Universal health care has existed in the United States since before there was a United States. In 1787, two years before ratification of the Constitution, Congress began promising Indians free health care if they agreed to live on a reservation. In 1849, the service was transferred from the War Department to the Bureau of Indian Affairs, and in 1955, Congress spun it off as the Indian Health Service. Unlike Medicaid or Medicare, which serve as health insurance for the poor, the disabled, and the old, the Indian service operates its own separate facilities instead of using private sector hospitals and clinics. It has 33 hospitals, 59 health centers, 50 health stations, and 34 urban Indian health projects -- just like the VA.
With much the same results.
From NBC News:
One woman died after she was left on the floor of her hospital room, overdosed by poorly trained staff.
Others died in ambulances on long journeys to emergency rooms because local facilities were closed for being such a mess.
Witness after witness at a Senate hearing Wednesday begged the federal government to properly fund the neglected Indian Health Service, and even government officials in charge of the service said they were struggling to get the resources they need.
"What we've found is simply horrifying and unacceptable. In my view, the information provided to this committee and witness first hand can be summed up in one word: malpractice," Wyoming Republican Senator John Barrasso, who chairs the Senate Committee on Indian Affairs.

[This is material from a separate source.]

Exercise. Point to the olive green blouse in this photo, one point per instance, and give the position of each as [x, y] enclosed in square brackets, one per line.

"The Centers for Medicare & Medicaid Services — another agency within the Department of Health and Human Services — has confirmed not only that these same problems continue to fester, but that they pose immediate risk to patient safety," Barrasso added.

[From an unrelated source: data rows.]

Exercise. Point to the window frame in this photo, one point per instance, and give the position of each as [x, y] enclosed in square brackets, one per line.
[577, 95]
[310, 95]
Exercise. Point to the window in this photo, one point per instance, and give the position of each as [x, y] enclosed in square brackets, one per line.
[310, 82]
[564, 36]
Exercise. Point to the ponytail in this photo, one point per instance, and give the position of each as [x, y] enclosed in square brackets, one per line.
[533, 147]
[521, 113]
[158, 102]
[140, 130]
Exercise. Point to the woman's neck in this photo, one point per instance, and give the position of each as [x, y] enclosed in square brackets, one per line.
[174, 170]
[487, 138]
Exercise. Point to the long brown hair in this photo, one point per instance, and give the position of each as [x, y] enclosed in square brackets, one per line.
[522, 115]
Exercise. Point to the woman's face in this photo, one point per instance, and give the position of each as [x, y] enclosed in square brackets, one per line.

"In fact, they have led to multiple patient deaths."
One of those deaths was Debra Free, who died in the Winnebago Hospital in northeastern Nebraska in 2011.

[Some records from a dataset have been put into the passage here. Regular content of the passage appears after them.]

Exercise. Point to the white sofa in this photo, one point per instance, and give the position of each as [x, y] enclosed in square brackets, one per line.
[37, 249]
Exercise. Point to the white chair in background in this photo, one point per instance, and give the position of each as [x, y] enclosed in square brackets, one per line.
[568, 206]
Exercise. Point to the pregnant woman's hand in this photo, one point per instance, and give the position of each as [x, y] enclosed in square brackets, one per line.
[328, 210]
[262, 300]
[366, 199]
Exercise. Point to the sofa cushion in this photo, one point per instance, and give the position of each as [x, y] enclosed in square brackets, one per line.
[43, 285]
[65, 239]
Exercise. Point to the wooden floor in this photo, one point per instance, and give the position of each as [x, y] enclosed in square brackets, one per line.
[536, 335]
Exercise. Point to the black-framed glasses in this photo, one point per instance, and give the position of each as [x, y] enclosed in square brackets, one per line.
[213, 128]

"Since at least 2007, this IHS facility has been operating with demonstrated deficiencies which should not exist at any hospital in the United States," Free's niece, Victoria Kitcheyan, told the committee.Funding is not the problem. Government is. For more than 200 years, the U.S. government has been speaking with forked tongues to the Indians. I am sure there are many dedicated people in the system, but they serve at the whims of a government in Washington that is now of the government, by the government and for the government.
Bernie Sanders wants to give everyone the Indian Health Service.
You are a fool if you do not think he can win in November.